FEDERATED LEARNING ARTICLES
Federated learning is a distributed machine learning paradigm that trains models collaboratively across many devices or organizations without centralizing raw data. Instead of uploading datasets to a server, each client trains locally and sends model updates to an aggregator, which combines them into a global model. This approach aims to protect privacy, reduce communication costs, and enable learning from sensitive or siloed data.
Research explores core algorithms such as Federated Averaging, which periodically aggregates local gradient or parameter updates, and more advanced optimization methods that cope with data that are non independent and identically distributed, unbalanced, or sparse. Personalization techniques adapt the global model to each client’s specific data distribution through fine tuning, meta learning, or multi task formulations.
Privacy and security are central topics. Differential privacy is applied by adding noise to updates, while secure aggregation and homomorphic encryption protect updates during transmission. Work on robustness examines how to defend against malicious or corrupted clients using anomaly detection, robust aggregation rules, or Byzantine tolerant protocols.
Communication efficiency is another key line of study. Researchers investigate update compression, quantization, sparsification, and partial participation schemes to make federated learning viable on bandwidth limited and battery constrained devices.

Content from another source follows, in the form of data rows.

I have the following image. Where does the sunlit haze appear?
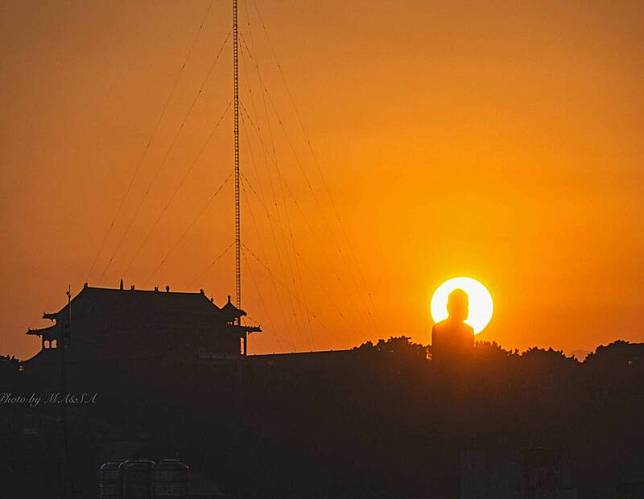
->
[0,0,644,358]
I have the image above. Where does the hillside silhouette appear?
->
[0,336,644,498]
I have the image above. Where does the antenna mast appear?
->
[233,0,241,324]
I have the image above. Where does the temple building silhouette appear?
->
[24,281,261,368]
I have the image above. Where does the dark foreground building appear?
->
[24,282,261,370]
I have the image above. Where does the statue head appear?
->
[447,288,470,322]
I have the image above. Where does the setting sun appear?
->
[431,277,494,334]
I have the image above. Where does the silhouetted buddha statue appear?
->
[432,289,474,363]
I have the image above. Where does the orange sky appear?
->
[0,0,644,357]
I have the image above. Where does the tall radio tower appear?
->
[233,0,241,324]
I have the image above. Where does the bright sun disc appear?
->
[431,277,494,334]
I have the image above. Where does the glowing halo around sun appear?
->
[431,277,494,334]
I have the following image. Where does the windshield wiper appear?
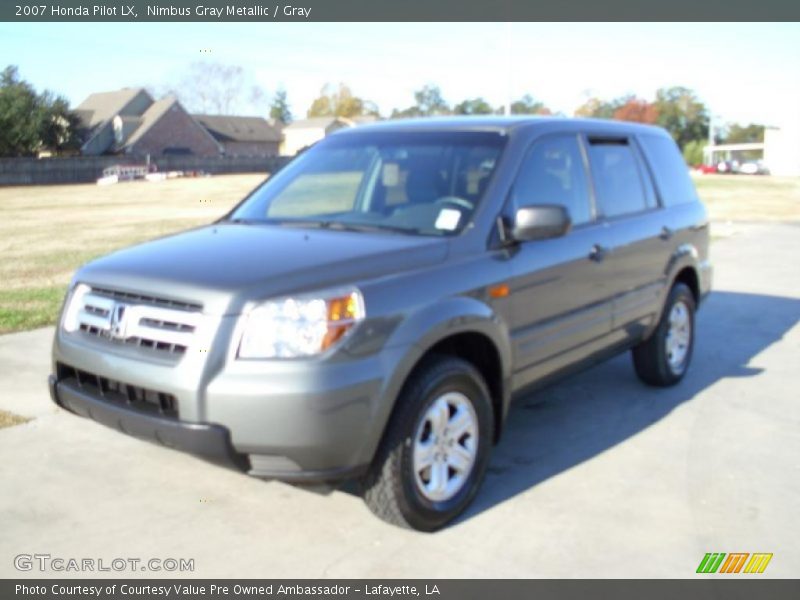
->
[277,219,420,235]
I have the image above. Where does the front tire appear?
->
[632,283,696,387]
[363,357,494,531]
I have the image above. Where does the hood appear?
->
[75,223,448,314]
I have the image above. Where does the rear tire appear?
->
[632,283,696,387]
[362,357,494,531]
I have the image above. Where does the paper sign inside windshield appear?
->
[436,208,461,231]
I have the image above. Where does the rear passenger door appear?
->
[509,134,611,387]
[586,135,672,340]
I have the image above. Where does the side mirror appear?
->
[509,204,572,242]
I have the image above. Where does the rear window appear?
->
[589,138,652,218]
[639,135,697,206]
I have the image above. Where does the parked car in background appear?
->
[694,165,717,175]
[739,160,769,175]
[50,117,711,531]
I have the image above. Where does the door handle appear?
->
[589,244,608,262]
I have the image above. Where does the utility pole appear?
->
[505,22,513,116]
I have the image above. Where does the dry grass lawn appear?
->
[694,175,800,222]
[0,174,800,333]
[0,174,264,333]
[0,410,30,429]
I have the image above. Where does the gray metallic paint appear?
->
[53,119,710,478]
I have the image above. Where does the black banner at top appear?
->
[0,0,800,22]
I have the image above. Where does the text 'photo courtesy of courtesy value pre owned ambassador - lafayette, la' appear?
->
[50,117,712,531]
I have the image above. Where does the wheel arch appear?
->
[365,297,512,466]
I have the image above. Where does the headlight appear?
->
[237,288,364,358]
[61,283,92,333]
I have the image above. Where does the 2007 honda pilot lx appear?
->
[50,118,711,530]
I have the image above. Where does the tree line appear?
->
[0,62,764,165]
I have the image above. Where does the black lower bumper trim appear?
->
[248,465,369,485]
[49,375,250,471]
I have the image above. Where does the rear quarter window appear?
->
[639,134,697,206]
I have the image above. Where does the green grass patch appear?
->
[0,285,67,333]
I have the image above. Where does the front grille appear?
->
[92,287,203,312]
[56,363,178,419]
[69,288,202,355]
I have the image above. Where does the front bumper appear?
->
[51,324,409,483]
[48,375,374,484]
[48,375,250,470]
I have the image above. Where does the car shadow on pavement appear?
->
[456,292,800,523]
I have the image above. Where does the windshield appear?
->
[229,132,505,235]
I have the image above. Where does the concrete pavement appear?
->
[0,225,800,578]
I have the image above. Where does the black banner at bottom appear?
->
[0,575,800,600]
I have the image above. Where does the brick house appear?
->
[192,115,282,156]
[75,88,222,157]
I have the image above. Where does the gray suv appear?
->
[50,118,711,530]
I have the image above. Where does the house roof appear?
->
[124,96,178,146]
[75,88,152,128]
[192,115,281,142]
[286,117,353,129]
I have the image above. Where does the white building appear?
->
[764,126,800,177]
[281,117,356,156]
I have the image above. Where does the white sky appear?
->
[0,23,800,125]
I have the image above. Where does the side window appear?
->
[639,135,697,206]
[512,135,592,225]
[589,137,655,217]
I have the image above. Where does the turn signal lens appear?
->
[238,289,365,358]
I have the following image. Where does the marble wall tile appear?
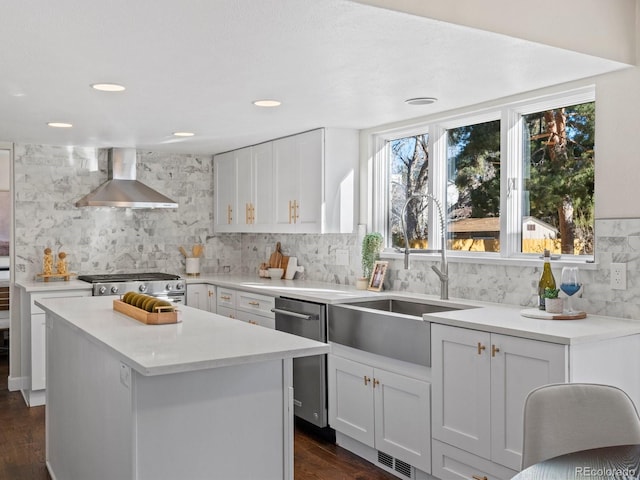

Applications span mobile keyboard prediction, speech recognition, healthcare, finance, industrial monitoring, and cross organizational collaboration where legal or competitive barriers prevent data sharing. Challenges remain, including handling system heterogeneity, ensuring fairness across clients, developing reliable evaluation methods, and integrating federated learning with edge and cloud infrastructures. The field is moving toward standardized benchmarks, open source frameworks, and practical deployments at large scale.